3. **New Reliability**: The new reliability \( R(n) \) is a function of \( n \), which suggests that as the number of questions increases, the reliability of the test may also change.
### Analyzing the Formula
- **As \( n \) Increases**:
- When \( n \) gets very large, the term \( 0.1 \) in the denominator becomes negligible compared to \( 0.6n \).
- Therefore, in the limit as \( n \) approaches infinity, we can approximate the reliability:
\[
R(n) \approx \frac{0.6n}{0.6n} = 1
\]
This indicates that if you keep increasing the number of questions indefinitely, the reliability would approach 1, suggesting perfect reliability.
### Important Points:
- **Non-Negativity**: Since reliability must always be between \( 0 \) and \( 1 \), as \( n \) increases, \( R(n) \) should stay within these bounds.
- **Practical Implications**: Increasing the number of questions can potentially yield a more reliable test, but it's essential to ensure that the added questions are relevant and maintain the quality of the test.
### Conclusion:
You can use this formula to calculate the reliability for specific values of \( n \). For example, if you want to find the reliability when the number of questions has increased by a factor of 5 (i.e., \( n = 5 \)), you would plug that value into the formula:
\[
R(5) = \frac{0.6(5)}{0.1 + 0.6(5)} = \frac{3}{3.1} \approx 0.9677
\]
So, the reliability of the test with 5 times the original number of questions would be approximately 0.968.
\[
R(n) = \frac{0.6n}{0.1 + 0.6n}
\]
### Understanding the Formula
1. **Current Reliability**: The original test has a reliability of \( 0.7 \).
2. **Increased Number of Questions**: \( n \) is the factor by which the number of questions has increased.

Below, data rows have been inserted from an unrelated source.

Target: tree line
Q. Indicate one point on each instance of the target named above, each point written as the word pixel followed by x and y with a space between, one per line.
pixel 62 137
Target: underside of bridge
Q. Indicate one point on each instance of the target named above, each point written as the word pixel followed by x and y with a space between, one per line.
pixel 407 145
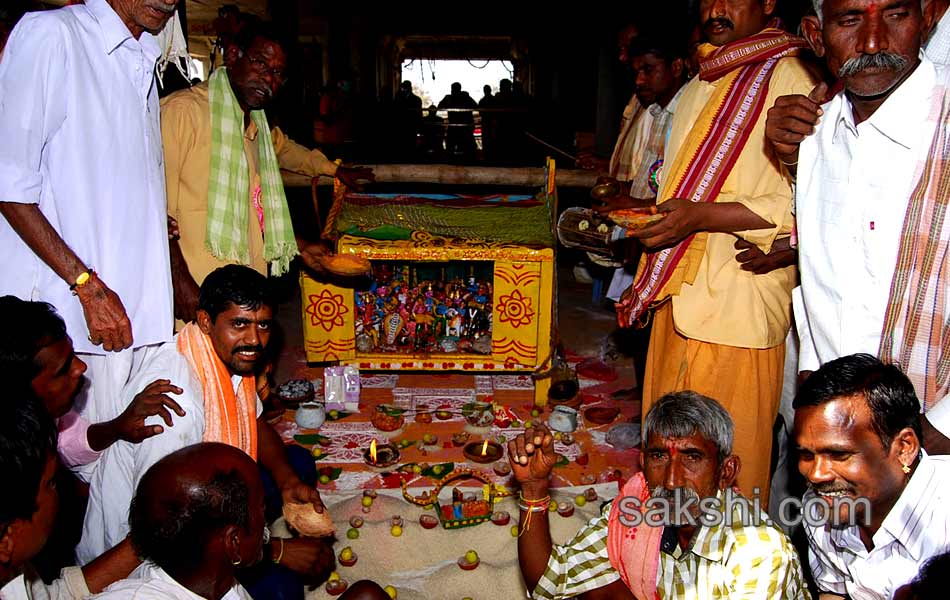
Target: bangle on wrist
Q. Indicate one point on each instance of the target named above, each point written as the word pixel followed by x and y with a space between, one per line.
pixel 81 280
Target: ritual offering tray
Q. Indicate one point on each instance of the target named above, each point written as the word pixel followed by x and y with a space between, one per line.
pixel 292 393
pixel 636 218
pixel 460 511
pixel 345 265
pixel 601 415
pixel 456 283
pixel 483 452
pixel 388 418
pixel 381 455
pixel 428 521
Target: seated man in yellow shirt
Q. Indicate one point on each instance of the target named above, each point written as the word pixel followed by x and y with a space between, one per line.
pixel 718 324
pixel 223 179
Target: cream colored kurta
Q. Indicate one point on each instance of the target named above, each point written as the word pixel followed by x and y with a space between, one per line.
pixel 186 137
pixel 724 304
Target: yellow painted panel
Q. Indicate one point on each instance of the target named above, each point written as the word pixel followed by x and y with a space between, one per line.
pixel 328 330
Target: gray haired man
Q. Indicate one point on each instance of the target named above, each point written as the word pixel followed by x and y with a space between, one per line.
pixel 677 529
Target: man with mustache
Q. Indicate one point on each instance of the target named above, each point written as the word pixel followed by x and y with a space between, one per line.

3. **New Reliability**: The new reliability \( R(n) \) is a function of \( n \), which suggests that as the number of questions increases, the reliability of the test may also change.
### Analyzing the Formula
- **As \( n \) Increases**:
- When \( n \) gets very large, the term \( 0.1 \) in the denominator becomes negligible compared to \( 0.6n \).
- Therefore, in the limit as \( n \) approaches infinity, we can approximate the reliability:
\[
R(n) \approx \frac{0.6n}{0.6n} = 1
\]
This indicates that if you keep increasing the number of questions indefinitely, the reliability would approach 1, suggesting perfect reliability.
### Important Points:
- **Non-Negativity**: Since reliability must always be between \( 0 \) and \( 1 \), as \( n \) increases, \( R(n) \) should stay within these bounds.
- **Practical Implications**: Increasing the number of questions can potentially yield a more reliable test, but it's essential to ensure that the added questions are relevant and maintain the quality of the test.
### Conclusion:
You can use this formula to calculate the reliability for specific values of \( n \). For example, if you want to find the reliability when the number of questions has increased by a factor of 5 (i.e., \( n = 5 \)), you would plug that value into the formula:
\[
R(5) = \frac{0.6(5)}{0.1 + 0.6(5)} = \frac{3}{3.1} \approx 0.9677
\]
So, the reliability of the test with 5 times the original number of questions would be approximately 0.968.